= Hemopump =

The Hemopump was designed to allow for temporary support of a failing heart. It is a continuous flow pump, and does not need to be synced to the rhythm of the heart. It assists in temporary heart stimulation with conditions such as cardiogenic shock following acute myocardial infarction, heart failure from cardiopulmonary bypass, and more. The pump can continually monitor the left ventricle, which allows for perpetual observation of the hearts condition. This allows for any necessary changes to be made when needed. The pump operates at speeds between two hundred and ninety and four hundred and seventy revolutions per minute.

The Hemopump Cardiac Assist System is an older design intra-arterial, axial-flow pump circulatory assist device concept that offers temporary left ventricular support to patients in refractory cardiogenic shock without requiring major surgery for insertion.

The Hemopump draws blood with the impeller from the left ventricle and then exchanges it through the aorta. It can run at a constant speed, or two variable speeds during the cardiac cycle. Volume of the stroke, the rotating speed, or the pressure can all be tuned. These different setting are used for different conditions of the heart. It is optimal to run at two different speeds through a cardiac cycle as opposed to a constant speed. Running the pump at maximum capacity can be dangerous as it has led to complete collapse of the left ventricle in animal trials.

When in use there was low risk involved with the use of the Hemopump. There have not been many complications in patients that had used the pump. Any complications resulting in morbidity were seen to be rare. The Hemopump was deemed safe for use in community hospitals and it was expected that the number of patients supported by this device would increase. More advanced technologies however did outdate this device making it obsolete.

==Commercial==

The Hemopump was not successful commercially, however it was a precursor to many technologies that were developed off of the same concepts that were much more successful commercially. Attempts to make a low speed effective pump or LVAD are constantly being researched.

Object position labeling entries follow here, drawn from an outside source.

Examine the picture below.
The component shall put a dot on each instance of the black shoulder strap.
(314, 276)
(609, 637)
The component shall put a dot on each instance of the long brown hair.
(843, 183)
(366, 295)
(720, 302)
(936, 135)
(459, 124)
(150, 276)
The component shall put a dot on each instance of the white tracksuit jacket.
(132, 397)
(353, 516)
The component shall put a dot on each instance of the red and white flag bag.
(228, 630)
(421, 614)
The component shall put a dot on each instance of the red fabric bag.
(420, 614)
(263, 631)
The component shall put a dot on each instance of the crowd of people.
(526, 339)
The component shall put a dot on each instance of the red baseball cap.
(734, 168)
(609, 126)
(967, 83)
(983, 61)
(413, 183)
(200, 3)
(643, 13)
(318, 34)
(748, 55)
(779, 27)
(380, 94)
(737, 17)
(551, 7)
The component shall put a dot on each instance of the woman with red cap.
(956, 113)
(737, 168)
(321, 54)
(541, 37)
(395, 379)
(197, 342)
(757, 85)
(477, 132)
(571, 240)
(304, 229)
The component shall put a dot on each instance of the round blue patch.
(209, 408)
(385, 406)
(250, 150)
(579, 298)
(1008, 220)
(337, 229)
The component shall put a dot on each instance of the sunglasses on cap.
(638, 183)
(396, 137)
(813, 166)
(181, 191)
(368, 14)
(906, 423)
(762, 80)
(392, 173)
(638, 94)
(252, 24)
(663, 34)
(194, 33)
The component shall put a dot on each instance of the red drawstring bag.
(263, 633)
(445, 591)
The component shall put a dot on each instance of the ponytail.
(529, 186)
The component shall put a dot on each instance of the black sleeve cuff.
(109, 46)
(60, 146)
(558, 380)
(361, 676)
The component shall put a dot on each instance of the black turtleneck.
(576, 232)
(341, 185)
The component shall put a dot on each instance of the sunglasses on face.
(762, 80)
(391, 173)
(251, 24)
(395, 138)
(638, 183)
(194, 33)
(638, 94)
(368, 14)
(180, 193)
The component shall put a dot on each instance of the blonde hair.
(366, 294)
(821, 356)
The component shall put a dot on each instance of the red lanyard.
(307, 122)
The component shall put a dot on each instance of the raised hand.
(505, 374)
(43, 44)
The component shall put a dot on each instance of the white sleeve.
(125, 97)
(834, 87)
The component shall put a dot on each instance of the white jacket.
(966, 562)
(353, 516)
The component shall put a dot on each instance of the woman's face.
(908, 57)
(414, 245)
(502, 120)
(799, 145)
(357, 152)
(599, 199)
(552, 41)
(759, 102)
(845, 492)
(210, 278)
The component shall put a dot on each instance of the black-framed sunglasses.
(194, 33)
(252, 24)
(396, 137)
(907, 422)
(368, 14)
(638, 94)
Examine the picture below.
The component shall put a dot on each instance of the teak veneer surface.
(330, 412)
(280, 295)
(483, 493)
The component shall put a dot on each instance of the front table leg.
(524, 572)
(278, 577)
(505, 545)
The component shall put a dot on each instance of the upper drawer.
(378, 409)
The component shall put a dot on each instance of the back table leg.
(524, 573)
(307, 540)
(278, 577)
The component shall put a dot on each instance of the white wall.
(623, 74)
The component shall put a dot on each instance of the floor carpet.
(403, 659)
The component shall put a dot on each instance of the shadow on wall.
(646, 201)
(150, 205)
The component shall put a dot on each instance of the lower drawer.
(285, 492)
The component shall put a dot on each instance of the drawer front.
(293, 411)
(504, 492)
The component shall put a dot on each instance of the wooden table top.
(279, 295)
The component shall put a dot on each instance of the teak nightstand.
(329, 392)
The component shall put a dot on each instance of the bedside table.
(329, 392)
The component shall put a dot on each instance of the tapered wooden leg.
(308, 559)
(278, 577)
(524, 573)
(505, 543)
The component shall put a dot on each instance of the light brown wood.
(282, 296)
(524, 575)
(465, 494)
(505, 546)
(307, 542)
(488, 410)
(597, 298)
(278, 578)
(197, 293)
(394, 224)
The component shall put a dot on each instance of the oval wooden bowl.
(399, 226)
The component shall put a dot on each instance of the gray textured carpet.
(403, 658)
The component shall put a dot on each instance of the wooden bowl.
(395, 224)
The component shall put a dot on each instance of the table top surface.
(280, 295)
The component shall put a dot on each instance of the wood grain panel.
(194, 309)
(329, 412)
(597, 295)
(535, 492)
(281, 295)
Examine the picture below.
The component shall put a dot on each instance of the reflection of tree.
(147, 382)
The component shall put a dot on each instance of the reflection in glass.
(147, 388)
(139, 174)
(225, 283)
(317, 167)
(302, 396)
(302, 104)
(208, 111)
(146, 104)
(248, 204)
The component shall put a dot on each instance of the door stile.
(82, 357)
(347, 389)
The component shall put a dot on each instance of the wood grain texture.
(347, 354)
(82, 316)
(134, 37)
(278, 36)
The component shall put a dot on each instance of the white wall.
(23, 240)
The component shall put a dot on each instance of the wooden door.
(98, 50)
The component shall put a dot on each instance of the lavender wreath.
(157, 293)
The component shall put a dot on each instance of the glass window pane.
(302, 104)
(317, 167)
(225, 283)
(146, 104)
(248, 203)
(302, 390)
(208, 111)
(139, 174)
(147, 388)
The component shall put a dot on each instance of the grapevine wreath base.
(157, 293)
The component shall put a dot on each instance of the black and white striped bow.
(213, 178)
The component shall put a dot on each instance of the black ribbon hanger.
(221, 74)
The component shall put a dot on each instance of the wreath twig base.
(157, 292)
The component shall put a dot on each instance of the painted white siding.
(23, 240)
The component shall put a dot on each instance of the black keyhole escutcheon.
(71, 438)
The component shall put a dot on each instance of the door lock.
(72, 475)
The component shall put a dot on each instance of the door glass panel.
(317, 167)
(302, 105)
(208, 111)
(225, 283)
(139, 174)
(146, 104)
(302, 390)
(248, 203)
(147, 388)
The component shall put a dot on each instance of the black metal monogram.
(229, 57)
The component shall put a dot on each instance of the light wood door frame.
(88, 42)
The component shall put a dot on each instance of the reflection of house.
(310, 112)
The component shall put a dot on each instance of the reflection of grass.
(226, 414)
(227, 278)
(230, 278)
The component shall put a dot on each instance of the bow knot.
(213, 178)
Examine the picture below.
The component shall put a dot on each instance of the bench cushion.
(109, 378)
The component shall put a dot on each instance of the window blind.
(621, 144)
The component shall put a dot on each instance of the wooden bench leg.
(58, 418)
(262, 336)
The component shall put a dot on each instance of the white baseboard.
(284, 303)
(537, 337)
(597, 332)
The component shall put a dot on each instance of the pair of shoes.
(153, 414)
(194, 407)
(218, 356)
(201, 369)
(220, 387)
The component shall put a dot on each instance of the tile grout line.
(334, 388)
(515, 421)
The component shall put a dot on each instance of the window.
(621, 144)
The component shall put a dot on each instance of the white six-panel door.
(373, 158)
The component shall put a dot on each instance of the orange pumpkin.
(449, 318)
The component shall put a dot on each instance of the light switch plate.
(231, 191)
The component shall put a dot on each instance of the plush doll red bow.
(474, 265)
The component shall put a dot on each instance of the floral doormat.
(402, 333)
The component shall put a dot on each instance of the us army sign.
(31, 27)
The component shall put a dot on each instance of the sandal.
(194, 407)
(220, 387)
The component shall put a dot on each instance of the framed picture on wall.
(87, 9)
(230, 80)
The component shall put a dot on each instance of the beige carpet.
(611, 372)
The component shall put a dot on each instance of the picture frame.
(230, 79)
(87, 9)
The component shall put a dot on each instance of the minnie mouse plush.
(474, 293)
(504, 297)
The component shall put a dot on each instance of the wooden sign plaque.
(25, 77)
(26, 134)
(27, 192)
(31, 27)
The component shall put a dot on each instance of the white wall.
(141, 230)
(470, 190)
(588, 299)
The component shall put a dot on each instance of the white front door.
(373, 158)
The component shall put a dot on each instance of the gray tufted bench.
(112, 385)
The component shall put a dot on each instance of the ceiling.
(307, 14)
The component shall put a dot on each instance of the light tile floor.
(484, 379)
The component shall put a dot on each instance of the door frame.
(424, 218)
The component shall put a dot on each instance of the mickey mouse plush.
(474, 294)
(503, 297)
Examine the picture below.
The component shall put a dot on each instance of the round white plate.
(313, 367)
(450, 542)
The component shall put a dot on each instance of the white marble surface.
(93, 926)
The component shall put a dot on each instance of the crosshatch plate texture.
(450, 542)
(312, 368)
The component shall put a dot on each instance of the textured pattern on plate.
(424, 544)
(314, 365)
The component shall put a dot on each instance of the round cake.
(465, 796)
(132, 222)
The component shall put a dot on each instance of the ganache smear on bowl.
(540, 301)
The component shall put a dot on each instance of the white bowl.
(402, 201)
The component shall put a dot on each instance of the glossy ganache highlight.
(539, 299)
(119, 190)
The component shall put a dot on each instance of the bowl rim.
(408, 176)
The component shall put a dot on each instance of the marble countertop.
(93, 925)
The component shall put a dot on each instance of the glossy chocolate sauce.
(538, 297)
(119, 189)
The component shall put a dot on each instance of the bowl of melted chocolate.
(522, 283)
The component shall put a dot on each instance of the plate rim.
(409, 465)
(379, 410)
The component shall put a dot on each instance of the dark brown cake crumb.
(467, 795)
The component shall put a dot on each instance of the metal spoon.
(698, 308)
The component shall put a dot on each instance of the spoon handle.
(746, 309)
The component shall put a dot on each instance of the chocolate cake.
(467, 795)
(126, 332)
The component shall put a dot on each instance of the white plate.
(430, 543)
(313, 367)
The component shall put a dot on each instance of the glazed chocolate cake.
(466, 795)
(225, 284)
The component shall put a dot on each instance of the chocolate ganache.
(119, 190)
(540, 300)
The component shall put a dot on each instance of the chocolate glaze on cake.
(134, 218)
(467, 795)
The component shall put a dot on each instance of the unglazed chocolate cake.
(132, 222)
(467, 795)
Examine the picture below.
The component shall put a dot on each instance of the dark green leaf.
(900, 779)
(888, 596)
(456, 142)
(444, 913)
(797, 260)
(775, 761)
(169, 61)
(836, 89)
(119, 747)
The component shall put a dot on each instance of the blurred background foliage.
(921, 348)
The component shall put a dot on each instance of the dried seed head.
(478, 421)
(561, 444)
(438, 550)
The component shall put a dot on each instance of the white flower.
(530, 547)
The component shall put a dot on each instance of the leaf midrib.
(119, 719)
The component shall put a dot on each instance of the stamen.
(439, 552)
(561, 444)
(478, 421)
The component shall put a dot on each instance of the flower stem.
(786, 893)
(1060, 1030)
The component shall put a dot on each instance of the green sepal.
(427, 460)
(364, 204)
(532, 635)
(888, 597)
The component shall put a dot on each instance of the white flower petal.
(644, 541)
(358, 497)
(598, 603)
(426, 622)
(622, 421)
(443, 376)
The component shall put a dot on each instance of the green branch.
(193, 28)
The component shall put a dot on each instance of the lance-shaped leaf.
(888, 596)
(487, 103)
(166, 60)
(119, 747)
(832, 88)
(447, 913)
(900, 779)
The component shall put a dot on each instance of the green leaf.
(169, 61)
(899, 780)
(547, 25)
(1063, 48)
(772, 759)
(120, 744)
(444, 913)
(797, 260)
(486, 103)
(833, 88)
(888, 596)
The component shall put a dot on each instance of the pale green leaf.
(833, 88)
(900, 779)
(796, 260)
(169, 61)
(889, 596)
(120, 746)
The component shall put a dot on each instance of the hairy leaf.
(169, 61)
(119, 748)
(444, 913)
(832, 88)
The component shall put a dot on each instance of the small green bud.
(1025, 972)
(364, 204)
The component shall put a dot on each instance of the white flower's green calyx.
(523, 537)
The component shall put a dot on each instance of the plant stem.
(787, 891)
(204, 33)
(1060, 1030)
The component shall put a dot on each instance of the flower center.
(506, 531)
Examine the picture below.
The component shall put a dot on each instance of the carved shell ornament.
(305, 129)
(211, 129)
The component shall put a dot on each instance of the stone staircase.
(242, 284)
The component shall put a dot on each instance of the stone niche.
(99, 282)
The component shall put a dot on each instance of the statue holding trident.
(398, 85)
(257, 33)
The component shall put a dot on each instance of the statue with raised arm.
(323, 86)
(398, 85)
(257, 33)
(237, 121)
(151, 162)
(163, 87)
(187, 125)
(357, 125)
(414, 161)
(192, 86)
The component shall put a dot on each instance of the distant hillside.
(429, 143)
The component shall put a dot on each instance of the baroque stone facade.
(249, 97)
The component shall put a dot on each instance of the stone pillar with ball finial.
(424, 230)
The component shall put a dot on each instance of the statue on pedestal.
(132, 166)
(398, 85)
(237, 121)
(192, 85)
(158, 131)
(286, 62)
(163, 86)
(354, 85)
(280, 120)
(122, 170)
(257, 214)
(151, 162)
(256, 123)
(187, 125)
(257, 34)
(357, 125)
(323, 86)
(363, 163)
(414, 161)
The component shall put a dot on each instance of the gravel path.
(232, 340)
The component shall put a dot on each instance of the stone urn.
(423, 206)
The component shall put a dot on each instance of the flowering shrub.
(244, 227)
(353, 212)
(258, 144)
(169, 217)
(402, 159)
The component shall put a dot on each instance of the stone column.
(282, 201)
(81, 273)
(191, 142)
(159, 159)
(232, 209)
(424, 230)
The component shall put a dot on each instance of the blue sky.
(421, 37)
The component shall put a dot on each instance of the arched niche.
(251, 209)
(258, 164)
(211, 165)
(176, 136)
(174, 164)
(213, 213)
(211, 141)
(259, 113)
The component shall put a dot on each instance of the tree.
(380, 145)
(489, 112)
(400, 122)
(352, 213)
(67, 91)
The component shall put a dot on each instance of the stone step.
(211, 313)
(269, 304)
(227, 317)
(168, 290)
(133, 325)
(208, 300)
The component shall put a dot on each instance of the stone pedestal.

==Hemopump System Components==
The Hemopump is of axial type, with a length twice that of the diameter. It is placed within a silicone cannula for protection. A steel cable is connected to it which drives it. Lubrication is fed to the pump through a catheter in the drive cable. The pump is inserted through the femoral artery, and then moved up until the tip of the cannula passes over the aortic valve.

The pump is powered by a magnet synchronous motor. The motor has three coils which rotate and create a magnetic field. This receives a signal which can be applied to change the rotational speed. If the rotor is not at the proper signaled speed, it will not rotate at all. It uses a consistent voltage of 24 regardless of frequency. Under operation the motor is operated in a closed loop to avoid accidental stalls.

It will pump up to 3-4 liters per minute of fluid in normal operating range.

==History==
The pump was designed to allow for temporary support of a dying heart. It is a continuous flow pump, it does not need to be synced to the rhythm of the heart. It assists in temporary heart stimulation with conditions such as cardiogenic shock following acute myocardial infarction, heart failure from cardio pulmonary bypass, and more. The pump can continually monitor the left ventricle, which allows for perpetual observation the hearts condition. This allows for any necessary changes to be made when needed. The pump operates at speeds between two hundred and ninety and four hundred and seventy revolutions per minute.

The pump was first used on 25 April 1988 in a 61 years old man, a recent heart transplant recipient who was in the midst of a profound acute episode of rejection and cardiogenic shock. The pump successfully sustained him for 46 hours while there had

been sufficient recovery of myocardial contractility to redraw the Hemopump support. It was also tested in 1990 on 7 persons with similar heart conditions. The tests were performed by Frazier and Associates.

The pump is not in use anymore, but its design is being applied to other similar devices.